You are viewing a plain text version of this content. The canonical link for it is here.
Posted to user@orc.apache.org by Asha Andrade <as...@yahoo.com> on 2020/03/10 18:03:55 UTC

Unable to use OrcFile.createReader to read from S3

I am having trouble reading an ORC file from S3 with the OrcFile.createReader option. I am using hive-exec-2.2.0.jar at the moment and am wondering if this is supported at all? Am i missing any configuration settings? See code below. Any help will be appreciated.
String accessKey = "***";

String secretKey = "***";




Configuration configuration = new Configuration();

configuration.set("fs.s3.awsAccessKeyId", accessKey);

configuration.set("fs.s3.awsSecretAccessKey", secretKey);
configuration.set("fs.defaultFS", "s3:// <bucket>");



//configuration.set("fs.default.name", "s3://<bucket>");

//configuration.set("fs.s3.impl", "org.apache.hadoop.fs.s3.S3FileSystem");

FileSystem fs = FileSystem.get(configuration);



Reader reader = OrcFile.createReader(new Path("/some/path/file.orc"), OrcFile.readerOptions(configuration).filesystem(fs));The s3 object was created as follows,aws s3api put-object --bucket <bucket>  --key /some/path/file.orc  --body file.orc  --tagging jira=<id> --content-type="binary/octet-stream"
This would throw a S3FileSystemException ("Not a Hadoop S3 file"),
private void checkMetadata(S3Object object) throws S3FileSystemException, S3ServiceException {

    String name = (String)object.getMetadata("fs");

    if (!"Hadoop".equals(name)) {

        throw new S3FileSystemException("Not a Hadoop S3 file.");

    } else {

        String type = (String)object.getMetadata("fs-type");

        if (!"block".equals(type)) {

            throw new S3FileSystemException("Not a block file.");

        } else {

            String dataVersion = (String)object.getMetadata("fs-version");

            if (!"1".equals(dataVersion)) {

                throw new VersionMismatchException("1", dataVersion);

            }

        }

    }

}

Updated the object to include --metadata as follows,aws s3api put-object --bucket <bucket>  --key /some/path/file.orc  --body file.orc  --tagging jira=<id> --content-type="binary/octet-stream" --metadata="fs=Hadoop,fs-type=block,fs-version=1"
Of course after this it barfs at getting the data, probably because the file formats differ(?).

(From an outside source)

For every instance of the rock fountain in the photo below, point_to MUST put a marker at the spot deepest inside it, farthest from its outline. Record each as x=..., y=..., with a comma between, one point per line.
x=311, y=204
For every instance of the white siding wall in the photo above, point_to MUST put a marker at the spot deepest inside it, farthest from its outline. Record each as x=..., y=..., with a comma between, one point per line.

public static INode deserialize(InputStream in) throws IOException {

        if (in == null) {

            return null;

        } else {

            DataInputStream dataIn = new DataInputStream(in);

            INode.FileType fileType = FILE_TYPES[dataIn.readByte()];


in INode of package org.apache.hadoop.fs.s3;

The dataIn.readByte is returning a larger value (FILE_TYPES is an array of size 2). Attached is the snapshot of backtrace.